# Palm utilities



## Sonnyjimbob (Mar 26, 2010)

Does anyone else deal with these guys? Absolutely useless!

Last month they disconnected lots of apartments A/C in the building with no notice, cue angry mob and crying kids at reception (poor security guys) It took ages to sort out, I stayed in a hotel most of the week. 

Same again today, A/C dissconnected and they wont answer emails or the phone all day. Might go to their office in Ibn battuta. My building is in JLT, I just wondered if anyone else is suffering!??


----------



## Jynxgirl (Nov 27, 2009)

Nope but I do want to say I empathize with you!!! The ac was not working at work last week and oh my goodness.. it was not nice.


----------



## wandabug (Apr 22, 2010)

Sonnyjimbob said:


> Does anyone else deal with these guys? Absolutely useless!
> 
> Last month they disconnected lots of apartments A/C in the building with no notice, cue angry mob and crying kids at reception (poor security guys) It took ages to sort out, I stayed in a hotel most of the week.
> 
> Same again today, A/C dissconnected and they wont answer emails or the phone all day. Might go to their office in Ibn battuta. My building is in JLT, I just wondered if anyone else is suffering!??
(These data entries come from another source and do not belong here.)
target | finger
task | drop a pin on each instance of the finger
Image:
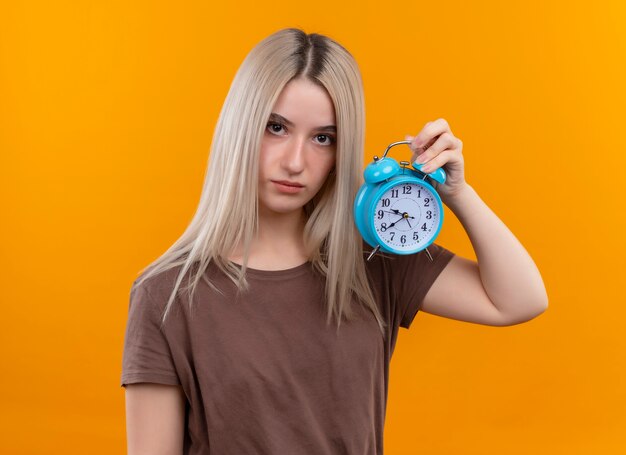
(429, 133)
(443, 142)
(438, 161)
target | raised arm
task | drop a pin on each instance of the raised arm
(504, 287)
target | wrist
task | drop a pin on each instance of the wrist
(459, 197)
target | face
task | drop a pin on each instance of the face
(298, 148)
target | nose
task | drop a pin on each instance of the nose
(293, 156)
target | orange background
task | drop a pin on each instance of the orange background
(107, 111)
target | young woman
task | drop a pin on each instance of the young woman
(247, 361)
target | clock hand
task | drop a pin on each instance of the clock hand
(394, 223)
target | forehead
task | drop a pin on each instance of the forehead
(305, 103)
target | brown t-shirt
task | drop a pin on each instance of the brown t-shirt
(262, 372)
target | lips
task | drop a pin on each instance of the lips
(288, 183)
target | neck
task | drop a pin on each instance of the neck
(278, 244)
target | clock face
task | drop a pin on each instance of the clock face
(407, 216)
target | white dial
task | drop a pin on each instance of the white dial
(407, 216)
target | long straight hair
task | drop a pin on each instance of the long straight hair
(227, 214)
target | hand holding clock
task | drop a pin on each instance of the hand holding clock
(435, 146)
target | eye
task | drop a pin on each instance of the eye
(325, 139)
(275, 128)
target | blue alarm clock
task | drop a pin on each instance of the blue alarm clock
(397, 210)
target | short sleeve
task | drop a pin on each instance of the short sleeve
(413, 276)
(146, 356)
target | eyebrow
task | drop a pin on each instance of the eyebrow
(274, 117)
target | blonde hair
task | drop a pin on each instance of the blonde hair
(227, 214)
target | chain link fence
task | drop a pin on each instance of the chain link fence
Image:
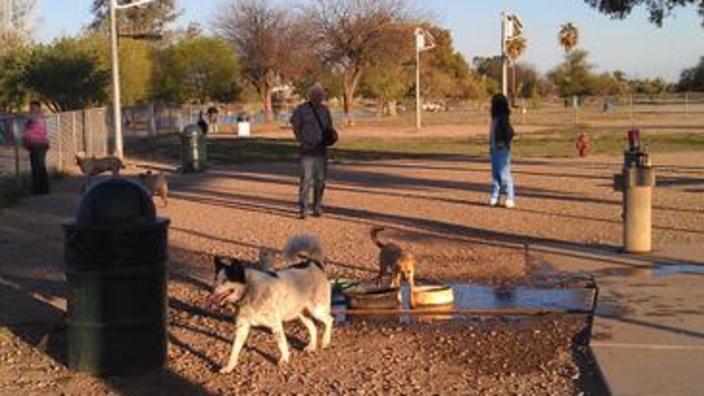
(69, 133)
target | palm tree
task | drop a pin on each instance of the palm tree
(568, 36)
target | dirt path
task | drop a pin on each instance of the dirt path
(436, 208)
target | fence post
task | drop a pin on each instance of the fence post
(73, 131)
(631, 110)
(58, 131)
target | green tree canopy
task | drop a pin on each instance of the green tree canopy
(67, 75)
(573, 76)
(692, 79)
(199, 69)
(657, 9)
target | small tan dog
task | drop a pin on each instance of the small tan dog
(94, 166)
(156, 184)
(395, 261)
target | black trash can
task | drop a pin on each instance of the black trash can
(116, 253)
(194, 149)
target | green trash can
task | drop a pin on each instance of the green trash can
(194, 149)
(116, 253)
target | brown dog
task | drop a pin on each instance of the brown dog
(156, 184)
(395, 261)
(95, 166)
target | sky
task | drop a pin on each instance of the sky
(634, 45)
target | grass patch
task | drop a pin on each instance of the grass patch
(552, 143)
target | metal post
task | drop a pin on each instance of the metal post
(116, 103)
(60, 166)
(633, 122)
(419, 107)
(504, 64)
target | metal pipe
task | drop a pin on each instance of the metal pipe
(419, 107)
(504, 64)
(116, 103)
(461, 312)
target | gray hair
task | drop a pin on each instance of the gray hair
(316, 88)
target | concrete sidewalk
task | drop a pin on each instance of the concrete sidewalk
(648, 337)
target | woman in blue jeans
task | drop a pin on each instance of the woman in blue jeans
(500, 137)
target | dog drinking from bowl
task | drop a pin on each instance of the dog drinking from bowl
(267, 298)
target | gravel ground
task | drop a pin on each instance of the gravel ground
(436, 208)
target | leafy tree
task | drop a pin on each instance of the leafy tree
(692, 79)
(18, 17)
(268, 42)
(527, 83)
(573, 76)
(13, 92)
(153, 17)
(658, 9)
(352, 35)
(199, 69)
(66, 75)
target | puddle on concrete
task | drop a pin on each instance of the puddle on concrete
(656, 271)
(477, 297)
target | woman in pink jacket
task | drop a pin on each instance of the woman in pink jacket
(36, 140)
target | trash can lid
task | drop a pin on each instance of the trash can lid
(192, 129)
(116, 201)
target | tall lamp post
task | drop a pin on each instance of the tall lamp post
(511, 27)
(424, 42)
(116, 102)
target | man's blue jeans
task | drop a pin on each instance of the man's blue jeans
(314, 169)
(501, 173)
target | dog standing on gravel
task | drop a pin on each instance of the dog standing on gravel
(94, 166)
(394, 261)
(266, 298)
(156, 184)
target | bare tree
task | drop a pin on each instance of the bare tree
(268, 40)
(352, 34)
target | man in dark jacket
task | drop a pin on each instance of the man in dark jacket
(309, 121)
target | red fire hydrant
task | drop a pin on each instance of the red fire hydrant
(582, 144)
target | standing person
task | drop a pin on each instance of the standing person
(500, 137)
(36, 140)
(312, 126)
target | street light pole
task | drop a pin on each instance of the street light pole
(116, 102)
(504, 64)
(419, 107)
(421, 45)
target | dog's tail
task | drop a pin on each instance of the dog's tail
(375, 237)
(303, 247)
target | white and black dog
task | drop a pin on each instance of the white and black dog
(266, 298)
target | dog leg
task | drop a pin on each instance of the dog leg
(240, 337)
(278, 331)
(312, 332)
(322, 314)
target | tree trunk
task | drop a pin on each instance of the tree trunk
(265, 95)
(349, 86)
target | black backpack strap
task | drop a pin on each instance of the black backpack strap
(317, 118)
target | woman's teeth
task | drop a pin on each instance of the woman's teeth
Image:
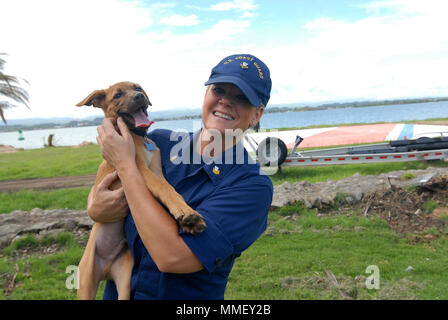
(222, 115)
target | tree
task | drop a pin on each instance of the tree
(9, 88)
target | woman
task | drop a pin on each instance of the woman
(220, 182)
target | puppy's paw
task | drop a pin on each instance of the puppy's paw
(192, 222)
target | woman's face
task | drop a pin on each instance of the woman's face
(226, 107)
Which building are you in?


----------



## dizzyizzy (Mar 30, 2008)

Sorry to hear, that must be bloody awful.

Also can you please clarify if you live at JLT or the Palm? As your post says "Palm utilities" but then you say your building is at JLT.
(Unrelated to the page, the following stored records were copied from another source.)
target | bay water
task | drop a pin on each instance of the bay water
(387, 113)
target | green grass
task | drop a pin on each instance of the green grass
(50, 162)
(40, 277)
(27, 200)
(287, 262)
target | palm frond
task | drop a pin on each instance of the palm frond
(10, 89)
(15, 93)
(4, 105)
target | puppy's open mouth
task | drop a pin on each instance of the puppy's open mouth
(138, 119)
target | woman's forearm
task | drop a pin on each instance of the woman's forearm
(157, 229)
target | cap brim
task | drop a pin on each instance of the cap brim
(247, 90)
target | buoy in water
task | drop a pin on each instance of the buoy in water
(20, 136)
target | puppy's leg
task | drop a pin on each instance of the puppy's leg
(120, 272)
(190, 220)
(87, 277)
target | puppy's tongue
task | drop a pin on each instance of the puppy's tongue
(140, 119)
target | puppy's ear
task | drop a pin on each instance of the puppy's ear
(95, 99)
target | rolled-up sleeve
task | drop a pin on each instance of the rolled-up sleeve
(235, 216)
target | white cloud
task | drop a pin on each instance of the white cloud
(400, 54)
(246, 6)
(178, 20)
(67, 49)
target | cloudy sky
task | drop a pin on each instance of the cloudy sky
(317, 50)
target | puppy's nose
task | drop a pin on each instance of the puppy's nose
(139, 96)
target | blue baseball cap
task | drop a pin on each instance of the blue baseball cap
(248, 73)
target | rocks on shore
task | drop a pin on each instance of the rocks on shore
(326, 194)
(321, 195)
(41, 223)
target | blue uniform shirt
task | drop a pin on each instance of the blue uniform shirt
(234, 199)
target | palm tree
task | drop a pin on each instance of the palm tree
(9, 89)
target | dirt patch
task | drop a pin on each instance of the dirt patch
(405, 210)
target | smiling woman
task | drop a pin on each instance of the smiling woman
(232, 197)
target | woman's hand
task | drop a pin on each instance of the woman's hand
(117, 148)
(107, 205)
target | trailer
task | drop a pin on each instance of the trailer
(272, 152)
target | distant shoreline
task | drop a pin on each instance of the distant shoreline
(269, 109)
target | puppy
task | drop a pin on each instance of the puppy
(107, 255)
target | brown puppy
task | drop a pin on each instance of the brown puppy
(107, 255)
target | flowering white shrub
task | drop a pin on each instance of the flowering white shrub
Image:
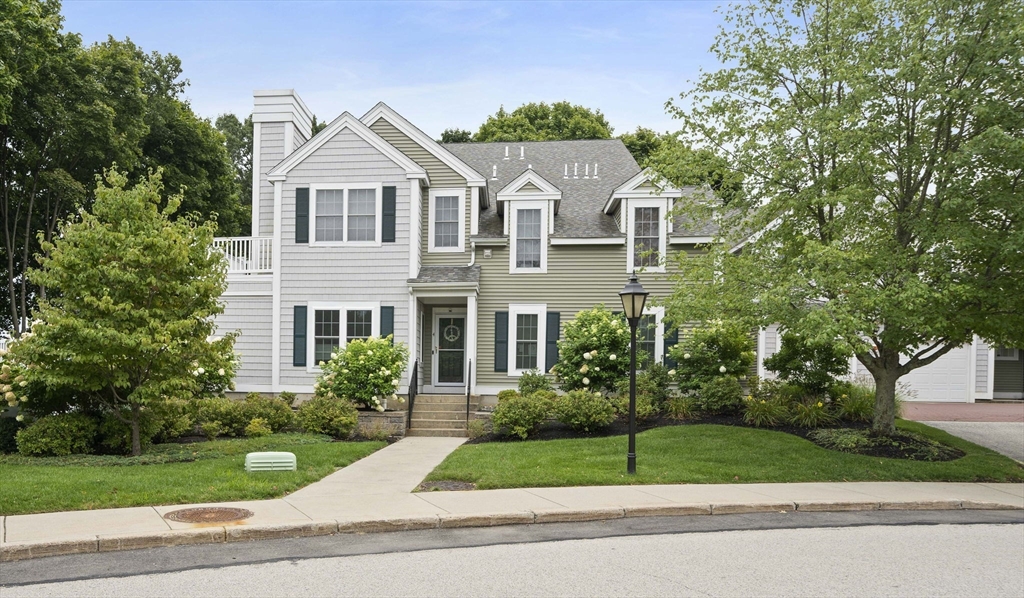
(366, 372)
(588, 357)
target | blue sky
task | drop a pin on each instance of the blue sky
(438, 63)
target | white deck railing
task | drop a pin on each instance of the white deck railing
(247, 255)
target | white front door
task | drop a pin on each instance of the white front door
(449, 349)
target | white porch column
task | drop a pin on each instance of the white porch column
(413, 348)
(471, 321)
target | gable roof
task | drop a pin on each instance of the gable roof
(584, 195)
(346, 121)
(383, 111)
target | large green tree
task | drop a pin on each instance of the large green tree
(544, 122)
(68, 112)
(882, 148)
(136, 295)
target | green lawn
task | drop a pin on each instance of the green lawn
(38, 485)
(708, 454)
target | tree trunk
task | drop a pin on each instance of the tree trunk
(885, 402)
(136, 439)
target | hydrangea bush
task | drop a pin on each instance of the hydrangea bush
(366, 372)
(595, 352)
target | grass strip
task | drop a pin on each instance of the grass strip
(216, 476)
(709, 454)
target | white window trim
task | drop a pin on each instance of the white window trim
(313, 307)
(378, 219)
(632, 206)
(512, 219)
(658, 313)
(1013, 356)
(541, 309)
(434, 194)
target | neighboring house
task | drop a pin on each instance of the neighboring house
(973, 372)
(475, 255)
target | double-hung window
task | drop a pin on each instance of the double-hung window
(448, 220)
(346, 214)
(646, 236)
(527, 336)
(332, 326)
(528, 251)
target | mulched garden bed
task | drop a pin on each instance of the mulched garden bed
(846, 437)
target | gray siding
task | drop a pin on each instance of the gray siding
(252, 317)
(1010, 375)
(440, 176)
(271, 152)
(342, 274)
(579, 278)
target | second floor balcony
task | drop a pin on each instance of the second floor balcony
(247, 255)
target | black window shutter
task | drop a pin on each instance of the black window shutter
(302, 215)
(299, 337)
(670, 341)
(551, 341)
(501, 341)
(388, 211)
(387, 322)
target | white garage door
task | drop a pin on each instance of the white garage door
(945, 379)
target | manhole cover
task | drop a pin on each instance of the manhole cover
(208, 515)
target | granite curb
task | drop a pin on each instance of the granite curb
(219, 535)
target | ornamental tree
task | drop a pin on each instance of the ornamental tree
(881, 144)
(134, 296)
(595, 352)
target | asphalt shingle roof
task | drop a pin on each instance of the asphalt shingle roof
(465, 274)
(580, 214)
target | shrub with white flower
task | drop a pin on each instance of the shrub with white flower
(587, 355)
(711, 351)
(366, 372)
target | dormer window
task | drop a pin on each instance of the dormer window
(646, 228)
(528, 237)
(448, 220)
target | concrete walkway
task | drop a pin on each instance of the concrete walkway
(375, 495)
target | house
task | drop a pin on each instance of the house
(474, 255)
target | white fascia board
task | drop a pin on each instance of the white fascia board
(588, 241)
(383, 111)
(347, 121)
(690, 240)
(530, 176)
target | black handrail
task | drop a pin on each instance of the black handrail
(469, 376)
(414, 384)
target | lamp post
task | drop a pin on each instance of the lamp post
(633, 297)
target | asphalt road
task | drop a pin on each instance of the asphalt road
(851, 554)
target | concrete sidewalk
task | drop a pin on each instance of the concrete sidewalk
(375, 495)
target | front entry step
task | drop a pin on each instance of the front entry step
(440, 415)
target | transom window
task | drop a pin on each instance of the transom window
(446, 221)
(343, 214)
(527, 231)
(646, 238)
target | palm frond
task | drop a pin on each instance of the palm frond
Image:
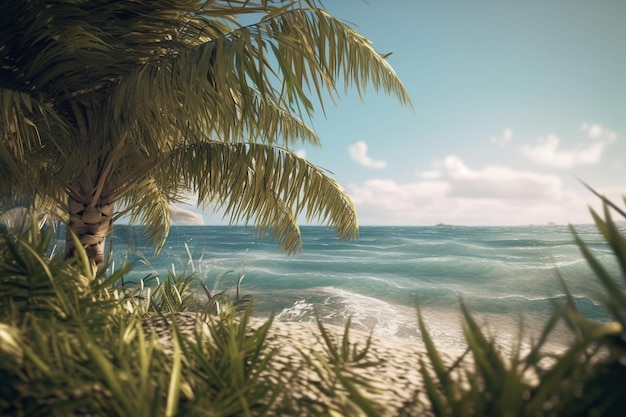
(268, 185)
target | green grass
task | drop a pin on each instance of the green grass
(72, 343)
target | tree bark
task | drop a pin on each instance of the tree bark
(91, 222)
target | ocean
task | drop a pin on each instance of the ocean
(505, 275)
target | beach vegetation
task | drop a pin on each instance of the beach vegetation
(587, 378)
(122, 108)
(73, 342)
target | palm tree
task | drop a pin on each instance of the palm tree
(113, 107)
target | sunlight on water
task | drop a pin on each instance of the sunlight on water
(503, 274)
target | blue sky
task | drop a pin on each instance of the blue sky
(512, 102)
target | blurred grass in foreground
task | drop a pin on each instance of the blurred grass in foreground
(73, 343)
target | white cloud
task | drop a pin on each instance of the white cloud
(547, 150)
(459, 194)
(358, 152)
(503, 138)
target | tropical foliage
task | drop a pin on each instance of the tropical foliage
(587, 379)
(112, 108)
(71, 343)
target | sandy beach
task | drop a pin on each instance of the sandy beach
(394, 381)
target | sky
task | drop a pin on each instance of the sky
(514, 103)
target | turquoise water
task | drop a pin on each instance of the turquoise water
(503, 274)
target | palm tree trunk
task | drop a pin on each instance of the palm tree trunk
(91, 222)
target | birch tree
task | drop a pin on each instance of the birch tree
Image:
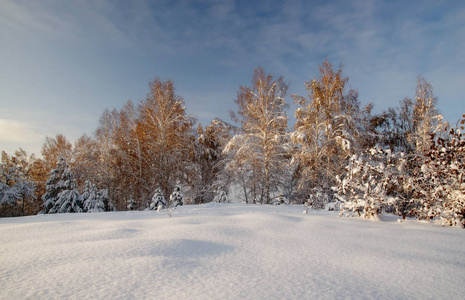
(257, 152)
(326, 127)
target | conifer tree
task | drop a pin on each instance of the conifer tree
(61, 194)
(158, 200)
(177, 197)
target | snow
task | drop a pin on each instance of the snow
(228, 251)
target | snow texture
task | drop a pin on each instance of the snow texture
(228, 251)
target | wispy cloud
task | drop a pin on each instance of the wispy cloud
(18, 132)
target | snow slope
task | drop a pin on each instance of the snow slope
(228, 251)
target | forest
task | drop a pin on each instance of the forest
(405, 160)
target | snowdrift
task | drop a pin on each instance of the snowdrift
(228, 251)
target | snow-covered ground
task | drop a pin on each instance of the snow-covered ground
(228, 251)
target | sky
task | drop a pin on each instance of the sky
(62, 63)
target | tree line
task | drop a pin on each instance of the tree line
(154, 144)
I may need to move apartments in the following months and was considering JLT, so would be good to know which building this is so I can avoid it!!!


----------



## Andy Capp (Oct 5, 2008)

Don't Palm Utilities cover Marina/Palm/JBR/JLT though?
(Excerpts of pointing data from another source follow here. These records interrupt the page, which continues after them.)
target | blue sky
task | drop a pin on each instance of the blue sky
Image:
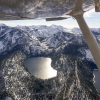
(92, 18)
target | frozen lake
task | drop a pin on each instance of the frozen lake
(40, 67)
(97, 79)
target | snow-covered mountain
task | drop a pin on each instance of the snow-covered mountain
(70, 57)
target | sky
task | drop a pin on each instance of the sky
(92, 18)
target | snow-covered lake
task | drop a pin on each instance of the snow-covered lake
(97, 79)
(40, 67)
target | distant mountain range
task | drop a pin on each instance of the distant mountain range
(70, 57)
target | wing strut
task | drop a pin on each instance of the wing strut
(77, 13)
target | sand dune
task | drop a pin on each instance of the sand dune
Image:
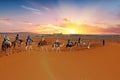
(97, 63)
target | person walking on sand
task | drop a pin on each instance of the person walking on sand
(42, 38)
(29, 43)
(103, 42)
(28, 40)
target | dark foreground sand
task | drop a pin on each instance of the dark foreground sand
(100, 63)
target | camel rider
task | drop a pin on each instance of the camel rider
(79, 40)
(57, 41)
(6, 38)
(17, 37)
(29, 39)
(70, 42)
(42, 39)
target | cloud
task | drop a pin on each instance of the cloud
(33, 10)
(46, 7)
(5, 21)
(27, 22)
(112, 30)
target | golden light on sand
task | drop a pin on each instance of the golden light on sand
(72, 31)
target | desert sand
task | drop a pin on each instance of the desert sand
(97, 63)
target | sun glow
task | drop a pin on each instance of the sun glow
(72, 31)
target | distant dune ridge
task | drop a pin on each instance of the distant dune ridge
(96, 63)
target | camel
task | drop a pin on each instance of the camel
(28, 45)
(70, 46)
(57, 47)
(17, 44)
(84, 44)
(43, 45)
(6, 47)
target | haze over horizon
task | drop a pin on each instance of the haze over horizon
(60, 16)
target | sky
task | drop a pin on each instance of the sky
(60, 16)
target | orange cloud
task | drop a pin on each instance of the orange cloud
(5, 21)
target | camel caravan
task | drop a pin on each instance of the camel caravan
(8, 46)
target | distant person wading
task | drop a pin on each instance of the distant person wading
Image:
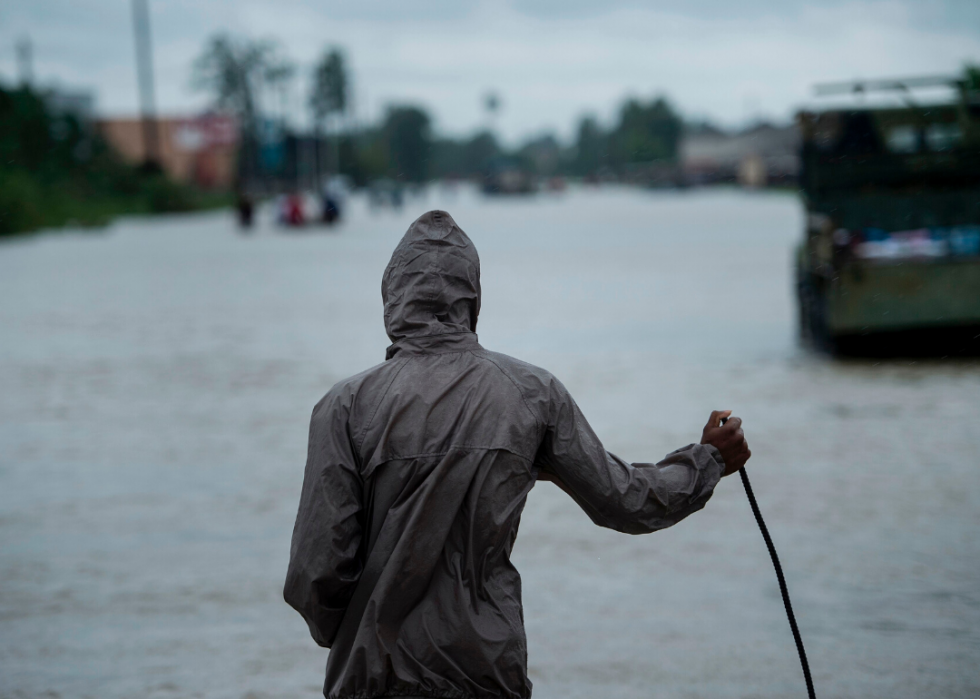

And I would suggest it is the builders owners who are at fault, not the utility provider, in the same way that because the apartments are half empty the maintenance company loses money cos they aren't getting the service charge so they drain the swimming pool etc.

Money grabbing *******s the lot of them.


----------



## wandabug (Apr 22, 2010)

PU supply Jum Islands, Palm Apartments and JLT.
Empower supply JBR.

The problem has arisen in JLT because PU have been back dating bills 2-3 years and sending out huge bills. Often the apartments have been sold in the meantime and the present owner has to pay the previous owners bill or be dis-connected. Some landlords do not live in Dubai and know nothing about it til the tenant gets cut off.

I have an apartment in Lake Terrace and I have had to pay PU thousands of dirhams and now the developer is sending us a bill for the communal areas a/c. They have threatened to disconnect the whole building if we don't all pay up! I am not even living there but do not want my tenant to be dis-connected so just keep on forking out more money. It is like being held to ransom by them. In the last 2 years I have paid them dhs.16,000 for a 1 bed apartment!!!!! and they have only just started fitting individual meters.


----------



## wandabug (Apr 22, 2010)

Just found out that Palm Utilities is shut down over most JLT today for an emergency repair.


----------



## Sonnyjimbob (Mar 26, 2010)

i'm in lakepoint tower, JLT. Palm utilities took over from distingushed real estate earlier this year. 

The previous disconnection in July happened to lots of people, they sent one letter to the owners, most of which live all over the world and if they did not reply in time instant disconnection. they then wanted the landlord to come in person to get it switched back on! to be fair he flew in from canada.

.........cheers for the info wandabug, the A/C is still not working but if its emergency repairs that could explain it.


----------



## Dubai1 (Feb 2, 2009)

I am also in JLT and expreienced the A/C outage the other day - not nice!!

On another subject, I received my fist bill today (moved into 2 bed beginning of July). The bill was 480dhs........ I nearly fell off my chair when I saw it. 

When I explained that I was away for three weeks in July so this couldnt be correct, Was told that as they dont have individual meters, they simply divide the bills amongst all the tenants. Was told that this wouldn't change until the meters were fitted and they had no way of calculating individual apartment's usage...... license to print money - you have no way to argue your case!!!

Was then told...... "If I were you, I would just keep it running you may as well get your moneys worth"!!!

Can I ask what other users are paying on a monthly basis for their a/c in JLT?

Cheers


----------



## kiran4568 (Sep 10, 2008)

Dear All, 

I live in Dubai Arch tower which I believe has meters fitted for Palm Utilities, at least i presume so because i get a bill each month via my company who the account is registered to.

There is no specific mention on the bill regarding communal/public area charges but i do know that how it is all worked out depends on if the developer planned a strategy when designing the building, eg if he was even made aware of such issues and if he agreed that communal areas should be divided up as an apportion to each partment or otherwise.

If a building is half empty then I can imagine this being a problem and then the building management conjuring up clever ways to squeeze the current tennants to pay on everyone elses behalf, as said they have to ransom everyone because without AC the whole building becomes practically uninhabitable?

As some advice I would suggest to anyone moving to JLT to try and talk to some existing tennants about these matters who you may bump into in the lobby when visiting etc but just as muc also think about the orientation of your prospective aoartment. Mine whilst facing east doesnt seem to catch too much heat (and im not overshadowed by neighbouring buildings either), hence even now i dont need to use the AC that much . . . but off course this is subjective because some people may prefer to keep it active regardless etc.

All in all, I ahve heard some horror stories about this alongside those above for quite a while, especially those who take up living in villas which are supposed to be even more costly, so in summary my pointers

1) building that is known sufficintly occupied
2) try and talk 2 existing tennants
3) bear in mind apartment orientation . . . one that is on a cooler side of the building away from direct exposure


----------